If there is no agency for sin, why was King David punished for sending people out to conduct a (forbidden) census? (Explanation of agency: The Talmud says "ein sheliach l'dvar averia," which means, practically speaking, that if you tell someone to eat non-kosher food, the sin is on the person who eats the food, not on you.)
Possibly it's an issue of hora'as sha'ah. See ... all of maseches Horayos for detailed discussion on how Beis Din handles broadcasting improper halachic rulings that cause the public to commit an aveirah.
"Ein sheliach" works potentially in two different ways - 1) divrei harav vidivrei hatalmid, and 2) Chazal not giving the capacity for shlichus in the case of an aveirah.

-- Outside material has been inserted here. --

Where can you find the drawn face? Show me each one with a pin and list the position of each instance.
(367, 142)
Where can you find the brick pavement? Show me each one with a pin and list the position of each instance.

- Since he was operating in position of authority more so than an average individual, he was held responsible for the command. Disobeying a direct order from the king may make you Chayiv Misa - see Shmuel 1 where people disobeying Shaul are killed - most of those were considered legally justified. That being the case, people are compelled to engage in this impermissable behavior, since the alternative is dying. So "divrei harav vidivrei hatalmid, divrei mi shomin?" wouldn't shield Dovid from culpability in this case. That potentially puts Dovid in the position of machti es harabim on top of being responsible for the aveirah being committed.
- This may not be a case of shlichus anyhow - he was punished for issuing the command to count (over Yo'av's objections), not the act of counting itself. Also, the whole story is prefaced by either Hashem (in shmuel 2 24:1) or the satan (in divrei hayamim 1 21:1) inspiring Dovid to act. Dovid says he has sinned, not the navi Gad. Hashem merely gives Dovid a choice of punishments but doesn't accuse him of wrongdoing. In divrei Hayamim, it inverts the order and says Hashem was mad BECAUSE of the census, but still doesn't tell Dovid that he did wrong.
Practically speaking, since this was a punishment from Hashem, it's in His hands to determine guilt. This is clearly an exception to whatever other rules we think may apply.